Half a pound of cabbage, bound with eggs, flour and baking soda, forms the base of these deeply savory okonomiyaki from Kay Chun. Pork belly, scallions, ginger and bonito stock do a lot of the heavy lifting on flavor, but the toppings really bring it all together: tangy okonomi sauce, Kewpie mayonnaise, bonito flakes and nori, applied in as artful or chaotic a manner as you like.
Leave it to Ali Slagle, weeknight dinner virtuoso, to turn sausage, beans and cabbage into an elegant 30-minute meal. A 450-degree oven chars thick wedges of cabbage, while rich kielbasa cooks on top and enriches the vegetables. Canned white beans in a simple mustardy dressing add a much-appreciated creaminess.
What’s better than caramelized cabbage? Probably caramelized cabbage that’s soaked up plenty of chicken fat. All that rich schmaltziness is broken up with a splash of sherry vinegar, making this recipe from Eric Kim beautifully balanced and a joy to eat.

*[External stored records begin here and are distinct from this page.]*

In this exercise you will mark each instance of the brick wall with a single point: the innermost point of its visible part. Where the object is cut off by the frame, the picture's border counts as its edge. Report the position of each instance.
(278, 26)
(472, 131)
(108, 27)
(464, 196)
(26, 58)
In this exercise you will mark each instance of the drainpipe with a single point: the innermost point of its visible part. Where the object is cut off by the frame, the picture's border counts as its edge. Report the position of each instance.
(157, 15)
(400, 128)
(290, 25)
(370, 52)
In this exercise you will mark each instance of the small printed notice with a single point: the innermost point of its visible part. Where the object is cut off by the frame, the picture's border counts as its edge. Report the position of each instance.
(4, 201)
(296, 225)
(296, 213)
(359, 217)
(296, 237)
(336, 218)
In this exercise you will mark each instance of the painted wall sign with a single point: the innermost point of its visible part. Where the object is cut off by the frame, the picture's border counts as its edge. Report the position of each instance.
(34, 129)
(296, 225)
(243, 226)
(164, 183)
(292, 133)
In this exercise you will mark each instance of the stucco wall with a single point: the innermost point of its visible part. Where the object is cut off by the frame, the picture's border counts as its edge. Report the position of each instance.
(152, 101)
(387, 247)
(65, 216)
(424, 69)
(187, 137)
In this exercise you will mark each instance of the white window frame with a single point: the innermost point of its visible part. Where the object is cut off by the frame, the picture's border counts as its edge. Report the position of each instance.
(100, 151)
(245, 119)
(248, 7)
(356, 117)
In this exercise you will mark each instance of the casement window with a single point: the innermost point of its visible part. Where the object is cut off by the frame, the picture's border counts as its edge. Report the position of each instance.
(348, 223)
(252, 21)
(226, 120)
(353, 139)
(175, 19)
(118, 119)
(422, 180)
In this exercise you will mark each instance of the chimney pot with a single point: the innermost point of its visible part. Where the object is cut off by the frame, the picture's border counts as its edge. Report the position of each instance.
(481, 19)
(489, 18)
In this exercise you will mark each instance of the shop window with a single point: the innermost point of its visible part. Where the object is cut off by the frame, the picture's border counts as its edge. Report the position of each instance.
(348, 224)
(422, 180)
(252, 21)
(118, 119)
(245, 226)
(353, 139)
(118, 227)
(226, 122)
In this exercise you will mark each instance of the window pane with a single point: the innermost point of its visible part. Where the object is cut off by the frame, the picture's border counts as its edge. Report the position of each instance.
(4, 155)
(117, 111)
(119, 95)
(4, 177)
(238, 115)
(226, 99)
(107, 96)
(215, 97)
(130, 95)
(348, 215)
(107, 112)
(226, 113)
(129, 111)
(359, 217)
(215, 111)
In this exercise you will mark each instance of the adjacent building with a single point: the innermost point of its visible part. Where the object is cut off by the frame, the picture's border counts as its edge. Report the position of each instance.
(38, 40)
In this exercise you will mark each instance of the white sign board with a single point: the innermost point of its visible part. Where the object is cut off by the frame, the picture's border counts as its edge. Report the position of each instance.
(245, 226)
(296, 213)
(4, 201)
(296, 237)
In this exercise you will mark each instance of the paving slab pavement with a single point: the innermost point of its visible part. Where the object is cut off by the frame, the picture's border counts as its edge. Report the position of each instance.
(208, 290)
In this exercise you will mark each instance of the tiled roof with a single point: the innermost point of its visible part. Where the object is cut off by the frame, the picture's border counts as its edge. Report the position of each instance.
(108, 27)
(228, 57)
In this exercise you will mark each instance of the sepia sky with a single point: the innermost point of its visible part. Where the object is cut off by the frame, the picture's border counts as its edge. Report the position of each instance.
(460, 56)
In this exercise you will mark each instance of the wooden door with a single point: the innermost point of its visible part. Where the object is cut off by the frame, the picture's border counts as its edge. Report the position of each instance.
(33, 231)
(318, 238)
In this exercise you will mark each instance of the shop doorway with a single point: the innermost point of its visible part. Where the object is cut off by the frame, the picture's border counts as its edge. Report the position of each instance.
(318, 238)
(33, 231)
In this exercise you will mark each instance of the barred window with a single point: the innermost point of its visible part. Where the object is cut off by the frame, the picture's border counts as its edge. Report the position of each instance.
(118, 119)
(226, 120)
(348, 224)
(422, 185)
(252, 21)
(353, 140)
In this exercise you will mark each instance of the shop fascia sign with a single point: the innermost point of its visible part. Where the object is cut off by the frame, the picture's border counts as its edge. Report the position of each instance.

Ali Slagle thinks this might be your new favorite way to cook cabbage: charred, with smoky edges, and a bit of soy sauce. It plays very nice with cornstarch-tossed crispy tofu, and the whole dish is finished with cilantro and lime.
Raw cabbage is a beautiful thing, but so is tender cabbage that’s been cooked down. After 15 minutes of sautéing on medium-low heat with leeks and garlic, cabbage softens until it’s almost jammy. And, because Hetty McKinnon is brilliant, she tosses it all into pasta with pecorino and toasted walnuts.
Charring green and purple cabbages creates a smoky, softened version of a slaw. Sam Sifton’s recipe is dressed with crema, chipotle en adobo, cilantro and lime juice — one commenter calls it “the Rolls-Royce of slaws.”
A tender cabbage roll is one of the greatest gifts you can give yourself when you have a leisurely afternoon to cook. Sue Li fills hers with ground pork and white rice flavored with ginger, soy sauce and scallions, then serves them with a ladle of hot chicken broth and a drizzle of nutty sesame oil.
Another argument in favor of long-cooked cabbage: this recipe from “Cooking From an Italian Garden,” by Paola Scaravelli and Jon Cohen, adapted by Martha Rose Shulman. Cooking shredded cabbage with lots of aromatics, white wine and a Parmesan rind imparts a deep savoriness, and the whole affair is served on garlic-rubbed toasts.
The genius of this five-star pasta recipe from Aaron Hutcherson is a whole head of sliced savoy cabbage cooked in sweet Italian sausage fat. A rich, thyme-infused sauce with goat cheese and heavy cream doesn’t hurt, either.
This Sue Li recipe also calls for cooking cabbage in leftover fat, in this case from sliced sirloin steak, which does amazing things to the cruciferous vegetable. When the beef and the cabbage come together, flavored intensely with crushed black peppercorns, it’s one of the best toppings a bowl of rice has ever seen.
Cabbage does a fantastic job standing up to creamy, punchy dressings, and this vegan recipe from Ali Slagle is the proof. The cabbage is massaged with a paste of chopped capers, lemon and scallions, then tossed in a tahini and Dijon mustard dressing.